I think my favorite part of this post (which I love by the way) is that she was reading while that’s comfortable in the kitchen!


My 11 year old daughter can scramble herself some eggs and make mac n cheese from a box. She’s also made brownies from a mix. Plus we try to coax her into helping us make dinner (DH and I love to cook together). But it had never occurred to us to get her to make dinner until reading this.

So yesterday I said offhand “so, you going to cook dinner Friday?”

At first she made a face and rolled her eyes and then she said “Are you being serious?” I nodded, “sure, why not?”

Suddenly I had a very enthusiastic chef on my hands. “I’ll make pasta with a lemon butter sauce!”

“What about a veggie?”

“Edamame — in a salad so Papa can pick them out.”

I’ll have to make sure we have the ingredients on hand, but this should be AWESOME.


My 13-year-old makes waffles and pizza from scratch. He’s oddly bashful about it, but I’m ridiculously excited that he can come home from school and make pizza dough so it’s ready to go when we get home from work.

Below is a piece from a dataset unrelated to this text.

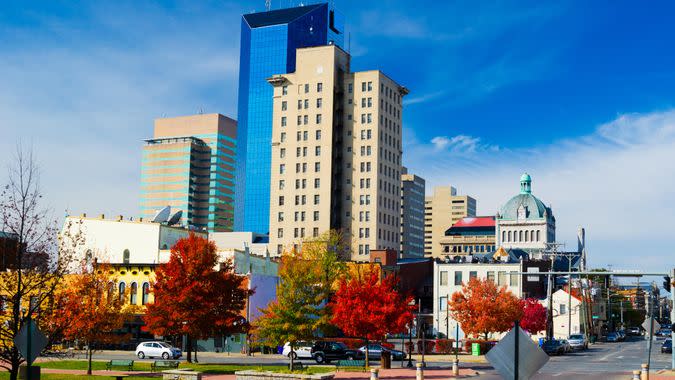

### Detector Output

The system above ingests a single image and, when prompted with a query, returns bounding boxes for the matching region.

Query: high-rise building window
[438,271,448,286]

My twelve-year-old makes mac and cheese from scratch, and a terrific garlicky tomato sauce. Best of all, she loves to be at the stove, so oftentimes I will chop and hand her the ingredients as she goes. The nine-year-old is in charge of omelets.


This is great! About four years ago (when our kids were 14, 12 and 11), we had the kids work together to cook a meal of their choice (tacos!) then we gradually upgraded to each of them separately cooking the entire meal, including the grocery shopping for the meal. Now we do that regularly, primarily in the summer when the schedules aren’t ridiculous. Of course the chef doesn’t do the clean-up — the other two must do that. They also have to make something that they have never made before — so it widens their repertoire (even though our daughter does make a great chicken parmesan). It’s great that they not only know how to take care of themselves, but the oldest one has had dinner parties with friends and can impress a girlfriend and her family with his homecooked meal. Best thing we ever did!


I came looking because I am reading your book on my Kindle. I found this post interesting. By twelve I did had been cooking all of my family’s meals for four years. It never occurred to me to not have my sons in the kitchen learning and helping.

I will say that her choice for the “dredging station” makes more sense to me. Less of the breading is lost (and burnt) in the oil if you dredge items and then let them rest a few minutes before putting in the oil.

Thanks for sharing your adventures. What I have read has given me some chuckles.


This year I started a new trend for our family–each kid makes dinner once a week. My two were 9 and 10 when we started and it worked out pretty well. I admit having to help especially the 9 year old quite a bit but as they gained confidence I was able to let go more and more. The best part for me is that they have to decide what to make–2 nights a week of someone else answering the What’s For Dinner question? Sign me up!
Like many things in our family, as the year got busy–around holidays etc–this family rule finds itself neglected, but your post has inspired me to reinstate it in all its glory, esp as we are now in the lazy summer months!


I cooked at home with little supervision beginning around 3rd grade… of course at that age, way more supervision than the totally hands off when I got to 12. So stuff I learned first: pizza dough/pizza, even from scratch; any cassarole style dish that you eat; spaghetti and meat sauce (work towards those amazing meatballs of yours- at 12 I bet she can do it). As an adult I’m so glad I don’t have to learn to cook like some friends. That’s such a strange concept to me!


My parents worked long hours and liked to eat when they got home, so I was in charge of getting food on the table. Usually that meant rice and lentils, warming up a side veg my Mom had made, setting the table, and doing the dishes when we were finished. So their solution of what to do: commute home. A 12 year old I know is far advanced of my skills at that age, making fresh chapati. Pancakes, waffles, omelets are easier than the knife skills for salad. twice baked potatoes, baked shells, nachos. smoothie, blender soups, homemade hummus. grilled cheese, pizza bagel, anything on the foreman grill.